Vulnerability Details
Rate limiting is a critical component of such a decentralized network, ensuring that nodes do not get overwhelmed by misbehaving peers, malicious actors, or excessive traffic. Such a component needs to be well-defined and consistently implemented across clients, to avoid incompatible behaviors and incompatibility.
Rate limiting, as implemented across various clients, relies on generic algorithms such as the leaky bucket model. However, the specification provides insufficient detail about key parameters and their expected behavior, resulting in:
Ambiguity in Configuration: Different clients implement varying rates and limits, leading to inconsistency in how rate limiting is applied.
Lack of Standardization: Critical aspects, such as whether limits should be peer-specific or topic-specific, are not clearly defined.
Undefined Errors: There is no guidance on how clients should handle nodes that temporarily exceed limits, leading to excessive disconnections. Additionally, peer score adjustments can misinterpret rate limiting errors as RPC errors, further exacerbating the problem. Standardizing error codes for rate limiting would help mitigate this issue.
This is especially problematic because these issues disproportionately affect well-connected peers with low latency. These peers are among the most important for maintaining network stability and efficient communication.
For example, Lighthouse clients frequently face disconnections when interacting with Prysm nodes due to Prysm's restrictive rate limiting configuration. The rpc-limiter-topic in Prysm only allows 5 request units per second (with a capacity of 10 units).
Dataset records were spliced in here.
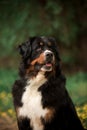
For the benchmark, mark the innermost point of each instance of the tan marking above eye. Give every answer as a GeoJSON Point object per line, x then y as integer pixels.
{"type": "Point", "coordinates": [39, 49]}
{"type": "Point", "coordinates": [49, 43]}
{"type": "Point", "coordinates": [41, 43]}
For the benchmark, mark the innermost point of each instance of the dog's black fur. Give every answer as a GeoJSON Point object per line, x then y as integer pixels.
{"type": "Point", "coordinates": [53, 92]}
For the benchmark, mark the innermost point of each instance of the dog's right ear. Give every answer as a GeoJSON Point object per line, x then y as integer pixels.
{"type": "Point", "coordinates": [25, 49]}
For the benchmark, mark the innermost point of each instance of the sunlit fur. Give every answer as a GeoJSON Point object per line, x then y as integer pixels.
{"type": "Point", "coordinates": [40, 97]}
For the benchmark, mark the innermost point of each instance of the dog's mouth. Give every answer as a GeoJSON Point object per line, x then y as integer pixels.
{"type": "Point", "coordinates": [47, 66]}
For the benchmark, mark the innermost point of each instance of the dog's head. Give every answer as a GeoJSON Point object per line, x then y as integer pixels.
{"type": "Point", "coordinates": [39, 54]}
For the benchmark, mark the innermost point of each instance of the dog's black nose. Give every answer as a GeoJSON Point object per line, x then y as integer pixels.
{"type": "Point", "coordinates": [49, 54]}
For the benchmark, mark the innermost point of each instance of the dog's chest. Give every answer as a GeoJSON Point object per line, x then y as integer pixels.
{"type": "Point", "coordinates": [32, 106]}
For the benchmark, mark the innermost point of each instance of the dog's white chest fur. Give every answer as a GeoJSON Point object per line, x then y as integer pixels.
{"type": "Point", "coordinates": [31, 99]}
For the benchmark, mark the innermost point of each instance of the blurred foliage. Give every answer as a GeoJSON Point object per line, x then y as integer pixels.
{"type": "Point", "coordinates": [66, 20]}
{"type": "Point", "coordinates": [76, 85]}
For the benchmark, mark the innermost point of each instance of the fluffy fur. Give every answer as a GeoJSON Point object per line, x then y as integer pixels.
{"type": "Point", "coordinates": [40, 98]}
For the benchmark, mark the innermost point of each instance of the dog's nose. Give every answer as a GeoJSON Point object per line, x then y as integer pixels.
{"type": "Point", "coordinates": [49, 54]}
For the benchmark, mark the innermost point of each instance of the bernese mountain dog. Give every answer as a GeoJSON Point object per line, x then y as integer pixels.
{"type": "Point", "coordinates": [40, 97]}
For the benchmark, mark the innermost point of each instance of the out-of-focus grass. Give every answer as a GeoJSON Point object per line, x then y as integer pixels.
{"type": "Point", "coordinates": [76, 85]}
{"type": "Point", "coordinates": [7, 78]}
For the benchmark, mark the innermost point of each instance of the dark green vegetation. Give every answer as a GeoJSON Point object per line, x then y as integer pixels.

When Lighthouse attempts to sync, its requests often exceed this limit, resulting in disconnections. Note, that this happens even though lighthouse is rate limiting its outgoing requests. This leads to an inability to maintain connectivity and highlights the need for standardized rate limiting practices across clients.The POC below demonstrates the impact of this under-specification and the resulting network fork.
Impact Details
The under-specification of rate limiting has significant consequences:
Inconsistent Interoperability: Clients implement varying thresholds, leading to unpredictable behavior when nodes communicate across implementations.
Unintended Disconnections: Well-connected peers with low latency may face frequent disconnections, as they inadvertently exceed restrictive limits.
Network Partitioning: Excessive disconnections can isolate nodes, particularly new joiners, from the network. This increases the risk of forks and reduces overall network stability.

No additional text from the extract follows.